The federal agency went ballistic, subjecting the study to seven more scientific reviews, but was unable to disprove Dr. Ramey’s findings. The Interior secretary proposed, for the first time ever, to de-list a species because it was nonexistent. But federal officials and environmental organizations attacked Dr. Ramey with a now-legendary personal vendetta that ultimately cost him his job, and they enlisted a different federal agency to create another new study. The “Preble’s Team” had found a way to defeat the top scientists in the field, both state governments involved, and their department boss. In the end, Interior de-listed the species in Wyoming but left it listed in Colorado, as if mice know where the state line is.

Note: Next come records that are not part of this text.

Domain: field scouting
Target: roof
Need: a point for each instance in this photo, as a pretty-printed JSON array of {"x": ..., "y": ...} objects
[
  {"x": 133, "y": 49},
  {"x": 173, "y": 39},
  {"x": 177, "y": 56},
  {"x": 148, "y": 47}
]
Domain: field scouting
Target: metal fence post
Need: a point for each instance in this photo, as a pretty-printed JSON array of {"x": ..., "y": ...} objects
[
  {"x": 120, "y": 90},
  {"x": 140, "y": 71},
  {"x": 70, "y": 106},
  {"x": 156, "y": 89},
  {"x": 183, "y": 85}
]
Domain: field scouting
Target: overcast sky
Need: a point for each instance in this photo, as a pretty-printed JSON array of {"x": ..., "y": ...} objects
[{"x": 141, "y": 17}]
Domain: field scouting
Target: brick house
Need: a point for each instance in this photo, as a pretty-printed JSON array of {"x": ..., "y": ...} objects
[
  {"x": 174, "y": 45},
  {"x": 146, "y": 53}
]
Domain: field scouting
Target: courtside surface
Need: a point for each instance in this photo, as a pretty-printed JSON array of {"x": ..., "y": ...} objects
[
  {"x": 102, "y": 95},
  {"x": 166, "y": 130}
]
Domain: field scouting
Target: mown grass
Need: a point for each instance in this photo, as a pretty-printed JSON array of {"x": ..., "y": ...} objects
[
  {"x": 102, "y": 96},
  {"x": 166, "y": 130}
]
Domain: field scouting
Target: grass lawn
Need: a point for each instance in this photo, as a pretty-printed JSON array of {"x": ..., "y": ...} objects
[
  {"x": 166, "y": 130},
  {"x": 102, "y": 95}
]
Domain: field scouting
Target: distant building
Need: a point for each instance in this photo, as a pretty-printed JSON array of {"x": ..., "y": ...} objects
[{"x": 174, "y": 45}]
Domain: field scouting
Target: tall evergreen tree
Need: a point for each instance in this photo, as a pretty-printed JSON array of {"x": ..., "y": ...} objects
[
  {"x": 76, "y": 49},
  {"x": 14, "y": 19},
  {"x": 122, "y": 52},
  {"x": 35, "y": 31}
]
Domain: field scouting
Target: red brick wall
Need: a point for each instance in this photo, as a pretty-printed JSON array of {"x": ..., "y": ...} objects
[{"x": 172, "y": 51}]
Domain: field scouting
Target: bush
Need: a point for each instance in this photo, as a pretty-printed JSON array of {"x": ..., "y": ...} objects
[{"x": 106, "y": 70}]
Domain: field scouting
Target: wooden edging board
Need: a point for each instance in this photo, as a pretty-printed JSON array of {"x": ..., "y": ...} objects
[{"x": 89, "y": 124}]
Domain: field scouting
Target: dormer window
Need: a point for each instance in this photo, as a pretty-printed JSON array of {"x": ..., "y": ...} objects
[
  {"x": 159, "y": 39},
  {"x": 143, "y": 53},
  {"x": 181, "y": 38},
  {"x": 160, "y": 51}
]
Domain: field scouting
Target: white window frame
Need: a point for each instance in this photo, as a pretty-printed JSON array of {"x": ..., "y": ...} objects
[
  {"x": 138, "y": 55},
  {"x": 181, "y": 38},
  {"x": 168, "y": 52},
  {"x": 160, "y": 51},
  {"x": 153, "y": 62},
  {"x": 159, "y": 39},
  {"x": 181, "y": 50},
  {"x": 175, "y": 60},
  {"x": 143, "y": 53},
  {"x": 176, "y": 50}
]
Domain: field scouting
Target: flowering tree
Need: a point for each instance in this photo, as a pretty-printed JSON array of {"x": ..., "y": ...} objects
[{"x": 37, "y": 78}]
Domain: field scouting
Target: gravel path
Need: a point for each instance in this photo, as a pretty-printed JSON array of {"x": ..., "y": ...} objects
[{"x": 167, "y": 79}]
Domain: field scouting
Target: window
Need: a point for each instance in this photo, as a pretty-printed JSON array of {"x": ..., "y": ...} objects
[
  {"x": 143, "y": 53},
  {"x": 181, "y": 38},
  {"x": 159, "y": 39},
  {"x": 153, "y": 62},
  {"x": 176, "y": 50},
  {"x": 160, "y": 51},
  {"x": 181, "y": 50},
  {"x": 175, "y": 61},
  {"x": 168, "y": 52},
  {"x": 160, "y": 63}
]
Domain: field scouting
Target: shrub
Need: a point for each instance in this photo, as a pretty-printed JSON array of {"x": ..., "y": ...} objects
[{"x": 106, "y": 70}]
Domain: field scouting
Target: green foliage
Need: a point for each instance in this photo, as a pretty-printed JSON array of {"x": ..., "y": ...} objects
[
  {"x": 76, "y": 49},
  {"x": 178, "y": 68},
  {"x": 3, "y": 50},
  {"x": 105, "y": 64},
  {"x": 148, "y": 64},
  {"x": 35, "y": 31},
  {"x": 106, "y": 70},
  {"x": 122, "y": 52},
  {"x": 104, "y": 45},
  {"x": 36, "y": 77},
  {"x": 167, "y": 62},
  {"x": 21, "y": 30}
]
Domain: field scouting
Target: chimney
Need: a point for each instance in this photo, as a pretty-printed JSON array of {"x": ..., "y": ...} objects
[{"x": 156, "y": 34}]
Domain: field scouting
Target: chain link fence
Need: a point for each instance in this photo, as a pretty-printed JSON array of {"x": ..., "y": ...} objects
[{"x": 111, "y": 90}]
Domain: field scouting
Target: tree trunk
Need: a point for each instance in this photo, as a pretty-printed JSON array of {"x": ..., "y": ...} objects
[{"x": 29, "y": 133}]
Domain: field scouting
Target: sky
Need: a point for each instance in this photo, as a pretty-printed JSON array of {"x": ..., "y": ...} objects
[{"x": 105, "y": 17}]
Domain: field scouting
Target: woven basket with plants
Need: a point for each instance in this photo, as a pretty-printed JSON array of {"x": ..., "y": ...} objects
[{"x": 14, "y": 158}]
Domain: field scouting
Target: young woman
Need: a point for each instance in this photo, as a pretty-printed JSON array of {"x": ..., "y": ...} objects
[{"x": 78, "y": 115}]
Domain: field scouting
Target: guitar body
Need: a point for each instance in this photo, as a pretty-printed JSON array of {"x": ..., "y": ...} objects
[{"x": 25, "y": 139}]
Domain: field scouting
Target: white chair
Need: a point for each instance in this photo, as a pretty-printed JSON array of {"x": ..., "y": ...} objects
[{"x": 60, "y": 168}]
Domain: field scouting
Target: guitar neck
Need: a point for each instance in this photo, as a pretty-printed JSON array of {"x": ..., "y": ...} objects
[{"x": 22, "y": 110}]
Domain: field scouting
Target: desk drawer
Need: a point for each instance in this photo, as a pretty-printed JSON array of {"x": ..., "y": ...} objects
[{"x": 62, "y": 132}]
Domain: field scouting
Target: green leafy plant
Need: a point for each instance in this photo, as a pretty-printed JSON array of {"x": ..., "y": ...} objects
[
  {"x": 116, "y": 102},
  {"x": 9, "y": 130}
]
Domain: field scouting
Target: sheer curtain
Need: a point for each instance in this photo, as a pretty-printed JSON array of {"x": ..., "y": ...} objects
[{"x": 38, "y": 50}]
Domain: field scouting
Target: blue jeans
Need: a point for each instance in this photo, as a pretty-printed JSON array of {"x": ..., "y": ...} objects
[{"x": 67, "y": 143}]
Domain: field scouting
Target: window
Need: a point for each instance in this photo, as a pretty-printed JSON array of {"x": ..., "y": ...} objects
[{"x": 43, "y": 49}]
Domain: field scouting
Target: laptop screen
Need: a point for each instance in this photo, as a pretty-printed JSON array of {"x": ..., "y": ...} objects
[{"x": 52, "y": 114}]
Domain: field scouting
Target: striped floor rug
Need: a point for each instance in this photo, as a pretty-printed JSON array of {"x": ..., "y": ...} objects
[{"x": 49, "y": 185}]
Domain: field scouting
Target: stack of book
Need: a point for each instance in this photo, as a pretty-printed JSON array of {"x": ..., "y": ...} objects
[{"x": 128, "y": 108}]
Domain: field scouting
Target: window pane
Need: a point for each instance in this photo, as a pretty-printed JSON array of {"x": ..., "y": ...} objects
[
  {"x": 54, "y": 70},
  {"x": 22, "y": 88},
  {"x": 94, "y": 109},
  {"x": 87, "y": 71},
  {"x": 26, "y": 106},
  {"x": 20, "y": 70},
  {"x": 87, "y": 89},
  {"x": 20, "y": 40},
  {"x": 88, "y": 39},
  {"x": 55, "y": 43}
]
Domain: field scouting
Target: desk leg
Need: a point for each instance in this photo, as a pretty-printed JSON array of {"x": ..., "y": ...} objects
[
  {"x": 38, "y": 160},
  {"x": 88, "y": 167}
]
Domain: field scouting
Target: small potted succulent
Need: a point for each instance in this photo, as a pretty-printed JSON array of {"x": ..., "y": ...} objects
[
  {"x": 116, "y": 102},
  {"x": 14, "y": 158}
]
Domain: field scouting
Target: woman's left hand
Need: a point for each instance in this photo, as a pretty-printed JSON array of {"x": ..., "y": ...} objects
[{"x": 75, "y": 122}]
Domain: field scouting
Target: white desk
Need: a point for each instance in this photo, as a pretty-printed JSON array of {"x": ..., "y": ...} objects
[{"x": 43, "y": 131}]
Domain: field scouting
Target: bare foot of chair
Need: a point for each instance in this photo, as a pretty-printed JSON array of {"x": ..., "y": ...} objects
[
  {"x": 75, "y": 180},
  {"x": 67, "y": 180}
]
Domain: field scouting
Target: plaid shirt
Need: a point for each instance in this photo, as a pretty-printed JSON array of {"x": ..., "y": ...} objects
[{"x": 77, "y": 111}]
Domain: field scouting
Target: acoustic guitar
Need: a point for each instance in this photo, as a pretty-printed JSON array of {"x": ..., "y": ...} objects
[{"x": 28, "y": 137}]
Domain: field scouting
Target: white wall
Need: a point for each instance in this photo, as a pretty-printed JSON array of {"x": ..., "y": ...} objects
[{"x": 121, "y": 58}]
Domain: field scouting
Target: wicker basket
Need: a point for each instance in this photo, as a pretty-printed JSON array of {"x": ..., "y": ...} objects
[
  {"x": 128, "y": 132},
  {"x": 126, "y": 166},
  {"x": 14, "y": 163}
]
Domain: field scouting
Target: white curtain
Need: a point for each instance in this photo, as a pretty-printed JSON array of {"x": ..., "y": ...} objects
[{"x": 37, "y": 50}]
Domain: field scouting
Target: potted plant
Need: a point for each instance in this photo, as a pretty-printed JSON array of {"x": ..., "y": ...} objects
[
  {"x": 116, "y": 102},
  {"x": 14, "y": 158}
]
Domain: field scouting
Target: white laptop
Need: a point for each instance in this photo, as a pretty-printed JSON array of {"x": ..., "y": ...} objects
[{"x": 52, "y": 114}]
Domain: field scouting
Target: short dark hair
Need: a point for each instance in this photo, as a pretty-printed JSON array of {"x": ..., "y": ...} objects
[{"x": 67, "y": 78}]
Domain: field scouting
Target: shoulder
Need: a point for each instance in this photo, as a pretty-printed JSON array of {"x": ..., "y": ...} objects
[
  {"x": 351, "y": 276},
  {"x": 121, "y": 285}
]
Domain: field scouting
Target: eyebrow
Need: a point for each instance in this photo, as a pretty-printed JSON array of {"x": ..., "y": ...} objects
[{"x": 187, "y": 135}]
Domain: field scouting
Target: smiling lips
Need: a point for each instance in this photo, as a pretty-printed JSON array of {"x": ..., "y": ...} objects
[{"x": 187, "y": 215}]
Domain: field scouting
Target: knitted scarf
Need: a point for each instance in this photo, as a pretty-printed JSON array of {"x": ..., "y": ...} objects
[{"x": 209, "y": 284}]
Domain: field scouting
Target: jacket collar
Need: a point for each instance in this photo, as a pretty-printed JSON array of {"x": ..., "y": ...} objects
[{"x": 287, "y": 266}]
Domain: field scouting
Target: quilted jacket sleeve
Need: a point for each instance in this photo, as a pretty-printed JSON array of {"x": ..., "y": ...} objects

Now, more than a decade later, new scientific findings again confirm that the Preble’s is not meaningfully different from other jumping mice all across Western North America.
With new biogeographical techniques, and more sophisticated genetic analyses, new evidence is definitive. The peer-reviewed journal “Molecular Ecology” published a comprehensive analysis by biologists Jason Malaney and Joseph Cook, concluding that the Preble’s mouse is “part of a single lineage that is ecologically indistinct and extends to the far north [all the way to Alaska, in fact].”
The Pacific Legal Foundation has filed an official de-listing petition, on behalf of a broad coalition of agriculture, business, and science advocates in Colorado, Wyoming, and across the West — and Dr. Ramey.
When such a petition is received, the government has 90 days to respond, as to whether or not there is “substantial information” warranting a change. What a golden opportunity for the government — finally — to get this one right.
Greg Walcher is president of the Natural Resources Group and author of “Smoking Them Out: The Theft of the Environment and How to Take it Back.” He is a Western Slope native.